La replica di Nexum all’Olbia Calcio non si fa attendere. Con un dettagliato comunicato stampa, l’azienda, main sponsor del club quest’anno in Serie D, risponde al sodalizio gallurese, che contesta il conto di 137.568 euro presentato tramite il socio Giovanni Degortes, già presidente del Comitato Sostegno Olbia Calcio.

«È falso, infondato ed eticamente inaccettabile quanto scritto ieri da Olbia Calcio – si legge nella nota – nei confronti di NexumStp e del rappresentante Giovanni Degortes. È falso che NexumStp non abbia avuto alcun incarico. L’accordo è stato firmato il 10 gennaio 2025. NexumStp lo ha interrotto nei giorni scorsi per mancanza di risposte sugli obblighi contabili e morosità.

La nuova gestione – viene sottolineato – ha rilevato il contratto così come ha rilevato la situazione finanziaria che ovviamente conosceva perfettamente, compresi i debiti accumulati verso NexumStp».

Nel comunicato viene specificato che il credito «riguarda due tipi di prestazioni, non solo la gestione delle paghe come scrive il Club», e che durante il periodo in esame «sono state richieste centinaia di ore di lavoro per consulenze straordinarie finalizzate alla raccolta di quelle risorse che hanno salvato il Club e una complessa attività di rendicontazione che ha consentito di ottenere i fondi regionali».

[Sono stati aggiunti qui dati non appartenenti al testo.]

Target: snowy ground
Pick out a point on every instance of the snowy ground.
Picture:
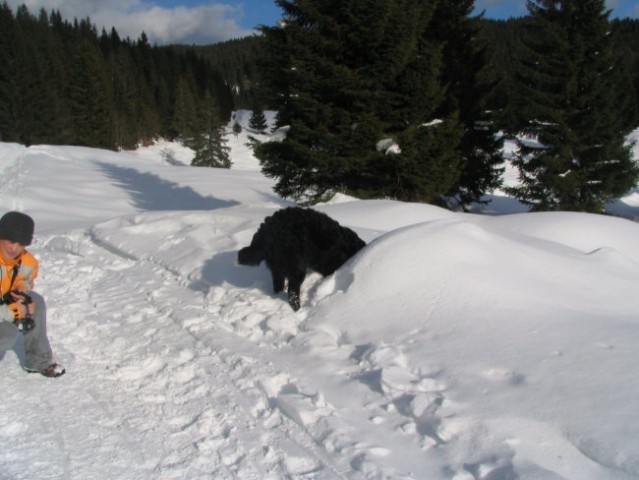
(454, 346)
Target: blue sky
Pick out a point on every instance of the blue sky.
(211, 21)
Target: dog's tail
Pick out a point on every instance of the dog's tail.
(249, 256)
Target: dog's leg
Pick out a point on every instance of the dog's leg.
(278, 280)
(294, 286)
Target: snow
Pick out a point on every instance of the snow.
(454, 346)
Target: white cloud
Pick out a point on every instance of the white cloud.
(199, 25)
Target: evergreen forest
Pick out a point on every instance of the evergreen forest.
(380, 98)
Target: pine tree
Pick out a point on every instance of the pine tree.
(211, 149)
(257, 122)
(91, 98)
(571, 82)
(349, 75)
(469, 85)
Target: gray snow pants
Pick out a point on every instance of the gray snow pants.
(37, 351)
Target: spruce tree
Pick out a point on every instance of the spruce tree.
(469, 85)
(351, 79)
(211, 149)
(571, 84)
(257, 122)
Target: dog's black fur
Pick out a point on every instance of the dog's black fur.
(295, 239)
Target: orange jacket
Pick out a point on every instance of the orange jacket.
(27, 272)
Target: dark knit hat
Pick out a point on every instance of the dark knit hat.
(17, 227)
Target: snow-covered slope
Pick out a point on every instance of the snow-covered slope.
(454, 346)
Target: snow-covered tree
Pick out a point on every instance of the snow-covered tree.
(573, 94)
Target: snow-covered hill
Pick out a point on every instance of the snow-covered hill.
(454, 346)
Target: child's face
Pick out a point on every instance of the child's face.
(11, 249)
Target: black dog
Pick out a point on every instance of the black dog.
(295, 239)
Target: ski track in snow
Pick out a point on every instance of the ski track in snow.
(245, 430)
(175, 375)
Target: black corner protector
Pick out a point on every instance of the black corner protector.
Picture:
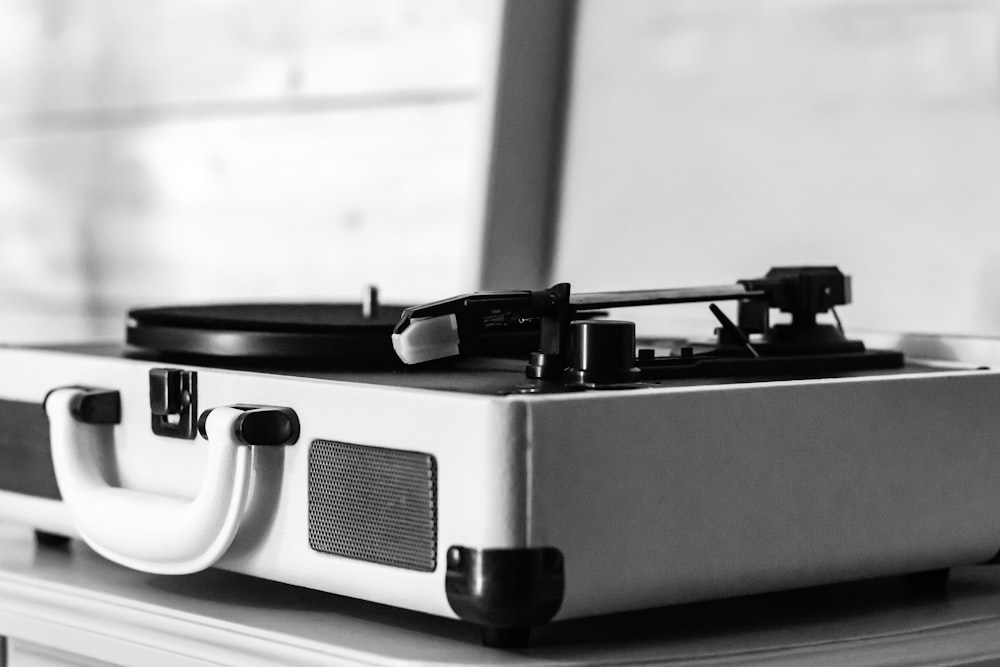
(505, 588)
(97, 406)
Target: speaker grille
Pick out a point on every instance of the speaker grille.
(373, 504)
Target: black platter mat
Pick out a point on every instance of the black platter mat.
(329, 333)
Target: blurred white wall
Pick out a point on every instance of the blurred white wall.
(177, 150)
(712, 139)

Dunque, il passaggio più interessante: «Lo scorso 25 luglio il legale rappresentante di Olbia Calcio – all’epoca dei fatti Guido Surace – scrive riconoscendo formalmente il debito per prestazioni ordinarie e straordinarie nei confronti di NexumStp. Lo fa con una lettera inviata via Pec, impegnandosi al pagamento compatibilmente con le proprie disponibilità finanziarie e comunque entro e non oltre il termine del 31/07/25».

La Nexum fa sapere che «il pagamento non c’è stato e che pur di non porre in difficoltà il Club, ha continuato a dare assistenza sulla base del contratto vigente, fino alla scorsa settimana quando è stata costretta a interrompere le proprie prestazioni e a risolvere il contratto con preavviso di legge».

In chiusura, dopo il dispiacere manifestato per le parole riservate a Degortes e per l’attacco contro la società, «scomposto e ingiustificabile», Nexum ha fatto sapere che si tutelerà nelle competenti sedi giudiziarie. La storia, insomma, continua.